The order was given in response to the mounting international pressure over Iran’s nuclear programme. Preparation for a confrontation has gathered pace following last month’s report by the International Atomic Energy Agency (IAEA) in Vienna that produced evidence that Iran was actively working to produce nuclear weapons.
The Iranian leadership fears the country is being subjected to a carefully co-ordinated attack by Western intelligence and security agencies to destroy key elements of its nuclear infrastructure.
Recent explosions have added to the growing sense of paranoia within Iran, with the regime fearing it will be the target of a surprise military strike by Israel or the US.
A little healthy paranoia is a good thing, we’d like to keep the mullahs on the back foot. But the IRGC has a well-earned reputation for executing asymmetric attacks. And the warning by an Iranian military source that the country’s response to a US drone lost within Iran’s airspace will “not be limited to Iran’s borders” * is a potential indicator that something’s afoot.
On the topic of that lost drone, US military sources reveal that it was indeed a high-end RQ-170 and not the Predator of early reports.
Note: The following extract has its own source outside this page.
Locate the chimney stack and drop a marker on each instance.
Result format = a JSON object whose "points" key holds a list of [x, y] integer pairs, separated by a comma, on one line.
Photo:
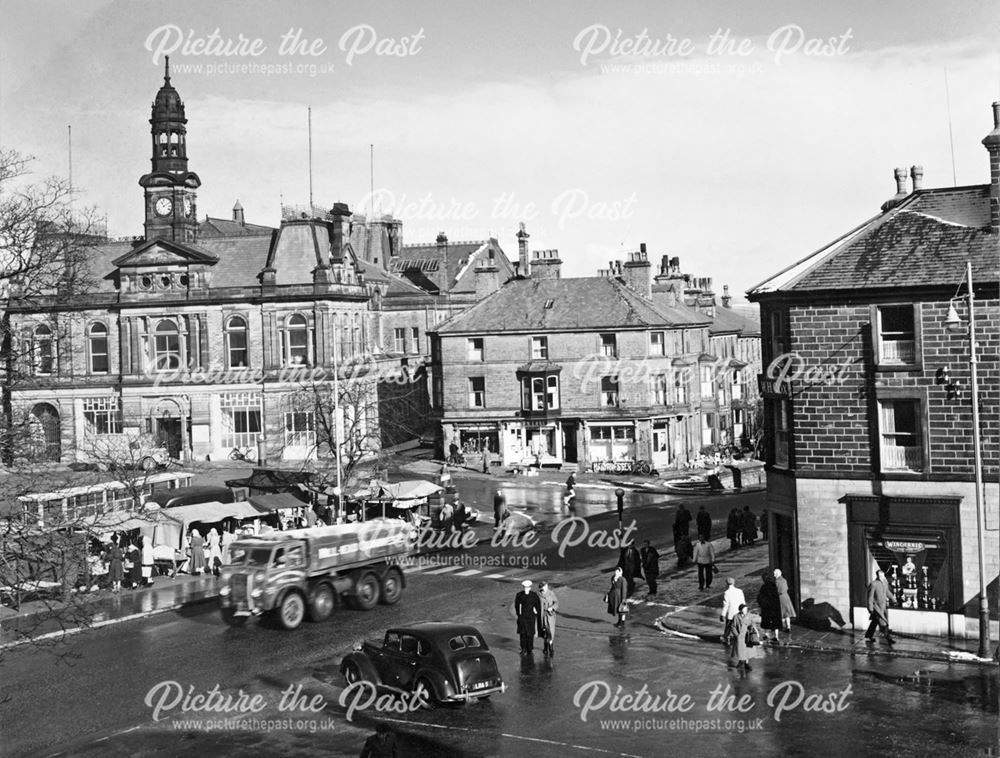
{"points": [[637, 273], [892, 202], [992, 143], [523, 259], [339, 233]]}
The US also knew where it went down and rejected kinetic options to prevent its compromise:
(A U.S.) official confirmed that when the drone crashed, the United States briefly considered all potential options for retrieving the aircraft or bombing the wreckage, but those ideas were quickly discarded as impractical. There was also satellite surveillance over the site, which helped confirm the location of the wreckage before the Iranians retrieved it.
Politically impractical perhaps. It would seem a trifling thing to execute from a military perspective, unless the drone had the misfortune to land within Tehran itself.
** 06-05-2018 Link gone; replacement not found – Ed.